Parallel Gaussian elimination

I am trying to parallelize an implementation of Gaussian elimination. I am aware that crates such as rayon may make this easier, but my goal is to use a mpsc::channel based implementation, so I chose to use a threadpool.

Here is an overview of the code base. Some of the features are redundant, but this code was ported from C, so I tried to maintain the structure.

The data structure passed around contains the size of the matrix (redundant), the matrix, four verification vectors (used to determine correctness), and the number of threads:

pub struct Data {
    pub nsize: usize,
    pub matrix: Vec<Vec<f64>>,
    pub b: Vec<f64>,
    pub c: Vec<f64>,
    pub v: Vec<f64>,
    pub swap: Vec<u64>,
    pub num_threads: usize,
}

The sequential algorithm:

pub fn compute_gauss(data: &mut Data) {
    for i in 0..data.nsize {
        pivot(data, i);

        let mut pivot_val;

        for j in i + 1..data.nsize {
            pivot_val = data.matrix[j][i];
            data.matrix[j][i] = 0.0;
            for k in i + 1..data.nsize {
                data.matrix[j][k] -= pivot_val * data.matrix[i][k];
            }
            data.b[j] -= pivot_val * data.b[i];
        }
    }
}

the pivot(matrix,index) function mutates the matrix in data

My current implementation of parallel gauss:

pub fn compute_gauss_p(data: Data) -> Data {
    let num_threads = data.num_threads;
    let pool = ThreadPool::new(data.num_threads);
    let nsize = data.nsize;
    let sdata = Arc::new(data);

    for i in 0..nsize {
        pivot(&mut *sdata, i); //compile error, as Arc does not implement DerefMut
        for n in 0..num_threads {
            let sdatacpy = Arc::clone(&sdata);
            pool.execute(move || {
                do_calc(sdatacpy, i + n);
            });
        }
        pool.join();
    }

    Arc::try_unwrap(sdata).unwrap()
}
fn do_calc(data: Arc<Data>, i: usize) { //cannot derefence mut from Arc
    let mut pivot_val;
    let num_threads = data.num_threads; 
    for j in (i + 1..data.matrix.len()).step_by(num_threads) {
        pivot_val = data.matrix[j][i];
        data.matrix[j][i] = 0.0;
        for k in i + 1..data.matrix.len() {
            data.matrix[j][k] -= pivot_val * data.matrix[i][k];
        }
        data.b[j] -= pivot_val * data.b[i];
    }
}

I have thought about using a Mutex to exclusivise the matrix, but that would sequentialize the work.
My next thought is to treat the matrix as a vector of mutex's, each containing a row. This would allow me to divide up the work. matrix would be:

Vec<Mutex<Vec<f64>>>

However, I am wondering if this is the correct path. I would like to avoid using unsafe pointer references (I could just use my C version) while continuing to use a paradigm which has mpsc::channel's (no rayon or other library that doesn't use channels).

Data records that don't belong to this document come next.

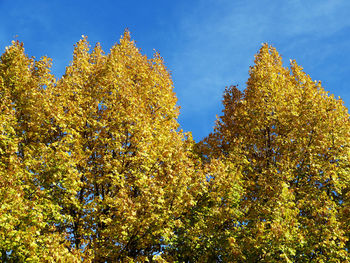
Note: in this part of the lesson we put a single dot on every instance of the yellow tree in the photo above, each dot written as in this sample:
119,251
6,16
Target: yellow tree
295,139
117,116
28,214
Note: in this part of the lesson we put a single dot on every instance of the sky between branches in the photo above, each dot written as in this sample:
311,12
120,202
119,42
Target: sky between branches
206,44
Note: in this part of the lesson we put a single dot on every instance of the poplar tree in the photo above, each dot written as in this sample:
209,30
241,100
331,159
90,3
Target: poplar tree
295,138
28,214
117,115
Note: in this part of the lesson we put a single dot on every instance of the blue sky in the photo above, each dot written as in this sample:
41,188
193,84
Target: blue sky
206,44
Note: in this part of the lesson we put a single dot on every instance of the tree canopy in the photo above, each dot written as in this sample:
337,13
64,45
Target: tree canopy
95,168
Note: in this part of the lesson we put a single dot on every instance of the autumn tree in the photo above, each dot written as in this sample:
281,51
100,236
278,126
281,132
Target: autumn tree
28,214
116,114
295,138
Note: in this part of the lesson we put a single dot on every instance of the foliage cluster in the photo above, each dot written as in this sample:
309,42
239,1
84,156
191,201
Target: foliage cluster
94,167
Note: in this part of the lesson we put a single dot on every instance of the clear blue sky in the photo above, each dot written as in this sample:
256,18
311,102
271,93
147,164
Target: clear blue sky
206,44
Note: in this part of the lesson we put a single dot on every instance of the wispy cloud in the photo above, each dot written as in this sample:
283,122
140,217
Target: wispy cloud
220,39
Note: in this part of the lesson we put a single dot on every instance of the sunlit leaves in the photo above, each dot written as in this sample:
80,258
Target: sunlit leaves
295,138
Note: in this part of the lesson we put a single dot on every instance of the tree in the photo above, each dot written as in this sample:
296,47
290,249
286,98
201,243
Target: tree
295,138
117,116
28,215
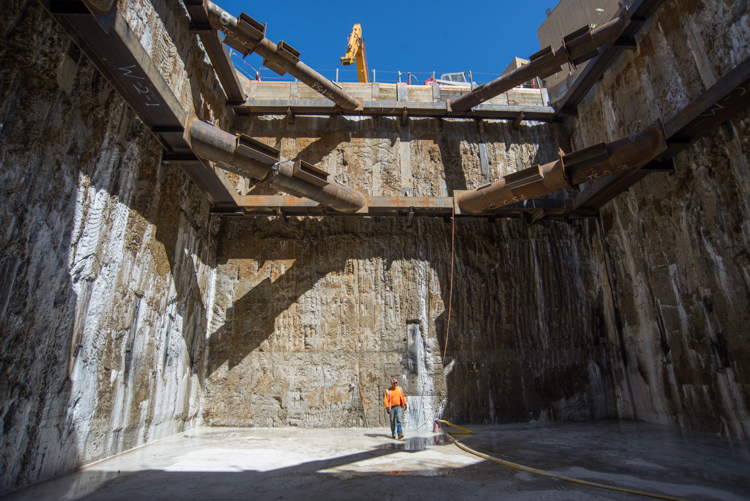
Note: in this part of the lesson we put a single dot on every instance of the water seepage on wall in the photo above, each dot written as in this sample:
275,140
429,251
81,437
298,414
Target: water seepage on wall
320,313
106,256
678,244
128,313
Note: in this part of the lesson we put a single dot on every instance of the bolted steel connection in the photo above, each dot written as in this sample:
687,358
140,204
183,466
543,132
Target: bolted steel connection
576,48
249,158
247,35
583,166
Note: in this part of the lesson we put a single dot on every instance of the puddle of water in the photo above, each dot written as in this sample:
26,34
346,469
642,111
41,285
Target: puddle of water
415,443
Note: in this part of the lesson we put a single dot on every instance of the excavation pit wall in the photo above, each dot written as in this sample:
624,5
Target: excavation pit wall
106,254
129,313
676,245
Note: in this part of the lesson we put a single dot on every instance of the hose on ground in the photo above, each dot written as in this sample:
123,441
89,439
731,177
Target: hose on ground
517,466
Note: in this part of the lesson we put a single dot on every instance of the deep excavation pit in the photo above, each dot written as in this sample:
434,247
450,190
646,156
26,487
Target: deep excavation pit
147,293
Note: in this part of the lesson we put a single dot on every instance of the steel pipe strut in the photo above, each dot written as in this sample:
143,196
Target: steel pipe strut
100,6
214,144
247,35
334,195
583,166
249,158
576,48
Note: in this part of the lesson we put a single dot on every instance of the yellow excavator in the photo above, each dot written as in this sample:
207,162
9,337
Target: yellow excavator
355,51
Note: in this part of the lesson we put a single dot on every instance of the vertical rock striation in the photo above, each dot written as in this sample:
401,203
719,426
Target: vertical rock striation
106,265
678,244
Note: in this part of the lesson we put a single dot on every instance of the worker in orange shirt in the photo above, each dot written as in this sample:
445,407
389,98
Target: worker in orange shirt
395,403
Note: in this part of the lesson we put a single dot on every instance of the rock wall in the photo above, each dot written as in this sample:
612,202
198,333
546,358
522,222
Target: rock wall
677,245
106,275
319,313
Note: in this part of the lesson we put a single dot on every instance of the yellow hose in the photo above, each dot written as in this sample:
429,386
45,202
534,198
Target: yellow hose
552,475
464,430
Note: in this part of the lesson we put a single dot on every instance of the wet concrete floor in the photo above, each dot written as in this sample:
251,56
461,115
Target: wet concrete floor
330,464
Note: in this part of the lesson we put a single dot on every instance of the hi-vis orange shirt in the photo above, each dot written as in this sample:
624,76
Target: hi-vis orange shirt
394,398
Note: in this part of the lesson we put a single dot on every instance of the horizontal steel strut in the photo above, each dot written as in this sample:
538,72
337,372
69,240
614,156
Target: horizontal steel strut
250,158
576,48
247,35
583,166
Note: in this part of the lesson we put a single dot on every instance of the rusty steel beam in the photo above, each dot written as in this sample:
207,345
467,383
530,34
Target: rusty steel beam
396,109
640,11
576,48
727,97
116,51
216,52
247,35
252,159
583,166
399,206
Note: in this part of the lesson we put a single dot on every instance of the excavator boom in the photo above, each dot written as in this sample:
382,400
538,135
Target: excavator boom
356,53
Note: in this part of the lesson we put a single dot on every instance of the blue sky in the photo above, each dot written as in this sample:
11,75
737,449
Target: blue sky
416,36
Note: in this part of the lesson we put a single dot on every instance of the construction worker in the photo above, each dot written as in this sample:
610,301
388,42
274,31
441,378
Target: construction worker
395,404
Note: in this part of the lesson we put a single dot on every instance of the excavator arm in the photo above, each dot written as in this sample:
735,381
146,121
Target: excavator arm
355,52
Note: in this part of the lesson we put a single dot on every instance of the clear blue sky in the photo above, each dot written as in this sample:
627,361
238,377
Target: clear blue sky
417,36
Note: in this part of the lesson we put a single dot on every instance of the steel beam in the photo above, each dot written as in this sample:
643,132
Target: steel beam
400,206
216,52
726,98
640,11
396,109
118,55
577,47
247,35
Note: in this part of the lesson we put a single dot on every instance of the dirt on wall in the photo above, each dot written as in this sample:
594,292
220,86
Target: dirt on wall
106,273
678,243
318,313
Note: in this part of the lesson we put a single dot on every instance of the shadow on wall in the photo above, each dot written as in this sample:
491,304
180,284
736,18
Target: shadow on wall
525,341
57,145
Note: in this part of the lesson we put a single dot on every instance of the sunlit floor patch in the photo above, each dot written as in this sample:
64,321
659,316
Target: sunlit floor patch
333,464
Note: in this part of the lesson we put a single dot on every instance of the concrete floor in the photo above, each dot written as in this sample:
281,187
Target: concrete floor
310,464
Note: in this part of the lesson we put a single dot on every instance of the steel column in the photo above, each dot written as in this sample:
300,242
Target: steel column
582,166
577,47
247,35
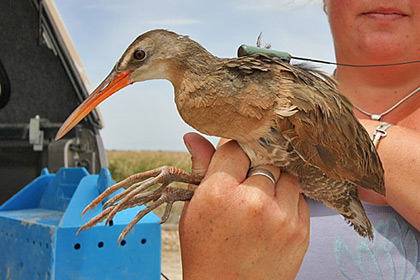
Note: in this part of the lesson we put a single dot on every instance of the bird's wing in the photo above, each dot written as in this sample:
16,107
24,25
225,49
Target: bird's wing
326,134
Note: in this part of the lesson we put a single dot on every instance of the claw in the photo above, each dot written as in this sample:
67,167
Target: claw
137,194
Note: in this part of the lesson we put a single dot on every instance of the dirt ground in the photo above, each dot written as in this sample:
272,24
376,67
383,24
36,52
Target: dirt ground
171,253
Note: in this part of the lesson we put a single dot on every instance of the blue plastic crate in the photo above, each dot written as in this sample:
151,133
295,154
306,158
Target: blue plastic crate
38,233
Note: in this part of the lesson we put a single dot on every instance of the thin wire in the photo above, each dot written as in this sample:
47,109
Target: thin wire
353,65
390,109
164,276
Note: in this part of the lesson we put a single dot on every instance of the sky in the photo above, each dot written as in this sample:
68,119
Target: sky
143,116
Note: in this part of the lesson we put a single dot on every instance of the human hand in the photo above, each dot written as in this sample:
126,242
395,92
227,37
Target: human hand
241,228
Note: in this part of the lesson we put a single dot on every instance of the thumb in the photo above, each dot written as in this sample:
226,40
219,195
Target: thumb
201,151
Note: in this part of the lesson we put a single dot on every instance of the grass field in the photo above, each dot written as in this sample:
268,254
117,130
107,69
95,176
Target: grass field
125,163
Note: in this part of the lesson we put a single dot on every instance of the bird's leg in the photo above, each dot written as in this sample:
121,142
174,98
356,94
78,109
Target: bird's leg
137,194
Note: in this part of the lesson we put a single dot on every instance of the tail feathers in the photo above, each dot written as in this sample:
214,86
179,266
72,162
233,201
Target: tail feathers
355,215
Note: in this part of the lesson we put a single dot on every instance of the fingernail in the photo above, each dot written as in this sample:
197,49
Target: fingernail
188,146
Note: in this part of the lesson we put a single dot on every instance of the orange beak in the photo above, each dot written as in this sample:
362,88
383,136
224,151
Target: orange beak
113,83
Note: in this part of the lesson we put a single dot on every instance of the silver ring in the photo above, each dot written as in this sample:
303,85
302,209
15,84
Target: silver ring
262,171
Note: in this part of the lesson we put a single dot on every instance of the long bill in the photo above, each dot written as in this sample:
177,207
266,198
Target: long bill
113,83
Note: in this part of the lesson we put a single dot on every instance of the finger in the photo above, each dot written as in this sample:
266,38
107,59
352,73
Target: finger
264,183
287,191
201,151
230,164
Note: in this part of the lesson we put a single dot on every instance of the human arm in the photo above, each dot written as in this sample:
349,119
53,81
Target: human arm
400,155
237,227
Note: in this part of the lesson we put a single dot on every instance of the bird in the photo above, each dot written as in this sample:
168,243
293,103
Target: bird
290,116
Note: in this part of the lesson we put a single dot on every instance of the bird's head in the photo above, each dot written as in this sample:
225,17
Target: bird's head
157,54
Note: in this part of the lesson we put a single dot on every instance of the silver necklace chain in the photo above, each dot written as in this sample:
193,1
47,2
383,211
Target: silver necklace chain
378,117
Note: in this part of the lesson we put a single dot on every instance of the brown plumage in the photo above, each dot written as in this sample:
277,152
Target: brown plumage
289,116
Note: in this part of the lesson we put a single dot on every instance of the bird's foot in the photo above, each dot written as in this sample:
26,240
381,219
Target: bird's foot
137,194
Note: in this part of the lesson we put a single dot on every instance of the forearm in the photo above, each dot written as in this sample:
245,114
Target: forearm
400,156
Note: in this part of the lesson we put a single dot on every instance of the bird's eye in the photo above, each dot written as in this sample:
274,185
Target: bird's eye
139,54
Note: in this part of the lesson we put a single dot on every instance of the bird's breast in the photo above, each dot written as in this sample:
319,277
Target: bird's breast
225,117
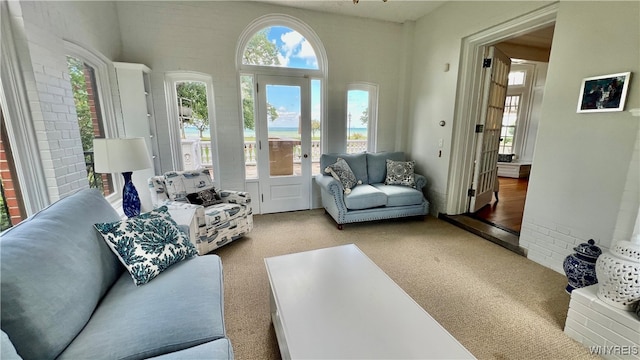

My rough (untested) translation of this for rayon would look something like this:

pub fn compute_gauss(data: &mut Data) {
    for i in 0..data.nsize {
        pivot(data, i);

        let (row_i, rows) = data.matrix[i..data.nsize].split_first_mut().unwrap();

        rows.par_iter_mut().for_each(|row_j| {
            let pivot_val = row_j[i];
            row_j[i] = 0.0;
            for k in i + 1..data.nsize {
                row_j[k] -= pivot_val * row_i[k];
            }
            data.b[j] -= pivot_val * data.b[i];
        });
    }
}

You probably need to pull out references to those other data members too before the parallel loop to avoid borrowing conflicts in the closure. Anyway, the idea is to split the mutable part so it can work independently, which you can also do with other threadpool implementations.

edit: I missed that data.b is also modified -- definitely need to fix that, but you can split it the same way as the matrix and use a parallel zip.

I would try to split the data that the different threads have to access in contiguous blocks, then use split_at_mut and chunks_mut to actually obtain them and send them to the different threads.

This however requires ThreadPool::execute to be able to accept non-'static closures, which doesn't seem the case. You need something like rayon::scope or crossbeam::scope for this, but at that point you may as well use rayon's ParallelIterator.